The performers’ extraordinarily diverse movements generate a comparable layering, with some strands merging and fusing: social partner dance; flurries (and occasional rapids) of traditional Samoan dance motifs; arcs and bridges of full-throttle contemporary dance phrases; and a vast majority of passages and sequences whose originality defies categorising. Many of the quirks (protruding joints and tight undulations) and some of the twists (bottom waggling, floor slides and tripping falls) are laugh-out-loud moments — and delivered just that way. This is a confident performance that is sure of its own strength and depth.

Ieremia’s compositions use a panoply of focussed choreographic devices to synchronise this broad spectrum of movement. Three distinct tempos are combined simultaneously in one section (slow motion, walking pace and fast forward).

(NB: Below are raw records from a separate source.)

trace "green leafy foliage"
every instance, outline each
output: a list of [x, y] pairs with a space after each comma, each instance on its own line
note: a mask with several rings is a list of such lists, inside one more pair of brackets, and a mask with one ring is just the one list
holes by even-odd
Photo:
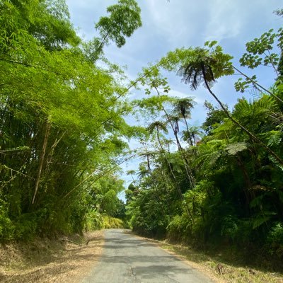
[[[93, 64], [103, 44], [76, 35], [64, 0], [0, 5], [0, 241], [100, 228], [102, 212], [123, 214], [124, 75]], [[139, 8], [121, 0], [108, 12], [97, 28], [120, 47], [141, 25]]]

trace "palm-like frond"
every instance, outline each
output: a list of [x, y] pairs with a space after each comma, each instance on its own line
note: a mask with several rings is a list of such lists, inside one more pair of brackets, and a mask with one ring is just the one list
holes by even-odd
[[215, 60], [208, 56], [207, 52], [207, 50], [196, 48], [194, 58], [183, 64], [177, 72], [177, 74], [183, 78], [182, 81], [190, 85], [192, 90], [196, 90], [204, 80], [209, 86], [215, 82], [211, 67]]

There is cinematic richness to the frequent use of multiple focal points (figures upfront ‘in shot’, background tableaux supporting the main action, and sudden curious events passing through the scene). The pinnacle of this combination of odd moves and disciplined structures is the rendering of Grace Jones’ La Vie en Rose: in a tight military grid, the dancers shift forward, sidewards and backwards, using tiny measured shuffling steps.  

These dancers really dance to the music. Their feet meet the jiggling pop beats. Their phrasing sails along with the legendary singers crooning and the famous bands’ instruments. There is all the fun, freedom and ease of people letting go, connecting to one another, and getting into the groove. It is the complexity of the performers’ actions that keeps the lyricism from lightweight  whimsy or giddy nostalgia. At first, the dancers seem to be folks having a boogie. Thereafter, their increasingly refined details, deliberate bold feats and nuanced gestures take us inside the world they evoke — into the heart of it all, into the emotional landscape they are traversing.

It is a disco where individuals articulate their narratives with their hands and eyes as well as their steps and shapes. A group pause in an elegant tableau — to which all the others flow, like a soft scrum magnetised to their edges. Sometimes such tableaux turn spectacular: a slight young woman steps on one back after another to climb upwards, till she stands high on the tallest man’s shoulders — then swoons to be caught below.

The cast conjure a community who are familial and anchored in their interwoven lives. One woman is insistent throughout about a plan for going on somewhere else. And it does seem these people came from somewhere and are heading somewhere. 

They are each a character but not cartoons. They have personality and exceed the kind of simple personas dance can sometimes settle upon. Indeed, the oddest element of the mix is to see these people party in the Chamber Hall. This work’s integrity would let it succeed in a rougher site-specific context — a real function hall, perhaps. And its compositional depth is asking for camera  framing: this ball could live on and on in a film.